Reader and Writer should have a different Protocol definition. Something similar to this:

@runtime_checkable
class CerealReader(Protocol[T_read]):
    """Reader class for a particular type."""

    @abstractmethod
    def __call__(self, fs: AbstractFileSystem, path: str) -> T_read:
        """Read data from the given path within the filesystem."""

@runtime_checkable
class CerealWriter(Protocol[T_write]):
    """Writer class for a particular type."""

    @abstractmethod
    def __call__(self, obj: T_write, fs: AbstractFileSystem, path: str) -> Any:
        """Write data to the given path within the filesystem."""

This forces user-defined readers/writers to be a bit more robust, because it is more explicit (users should support fsspec specifically) than the previous one ("ok here's a URI, load it somehow I guess? oh and we use fsspec").

Cereal API

For the Cereal API, we want to allow usage with just a "URI" (as before) but also allow specifying a filesystem directly. So the new function APIs are:

class Cereal(object):
    ...

    def write_model(self, model: BaseModel, target_path: Union[UPath, Path, str], fs: Optional[AbstractFileSystem] = None) -> str:
        """Write the pydantic.BaseModel to the target_path (as a directory).

        Parameters
        ----------
        <todo: describe params>

        Usage
        -----
        If `fs` is given, `target_path` must be a `str` and not contain any protocols (i.e. should be a path within that file system).
        If `fs` is None, we will attempt to infer the filesystem type from the `target_path`.
        If `target_path` is a `str`, we will use `fsspec` logic to load the file system and path.
        If `target_path` is a `Path` (from `pathlib`), a local filesystem will be inferred.
        If `target_path` is a `UPath` (from `universal_pathlib`/`upath`), we will use the given filesystem.
        """

    def read_model(
        self,
        source_path: Union[UPath, Path, str],
        fs: Optional[AbstractFileSystem] = None,
        *,
        supercls: Type[TModel] = BaseModel,  # type: ignore
    ) -> TModel:
        """Read a pydantic.BaseModel from the path.
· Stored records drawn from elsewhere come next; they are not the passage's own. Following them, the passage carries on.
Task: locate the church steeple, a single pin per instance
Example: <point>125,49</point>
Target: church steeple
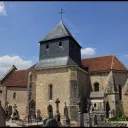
<point>60,31</point>
<point>61,13</point>
<point>59,48</point>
        <same logic as above>
        """

Note that argument names have been changed - perhaps this isn't the best naming scheme for parameters, but explicit is better than having a short "URI" that could really mean anything to the user. 😉

NowanIlfideme commented 8 months ago

This includes changing unit tests and documentation. Yes, it's quite a big change, but it will help get acquainted with the code base. Feel free to reach out to me for help or in case of questions.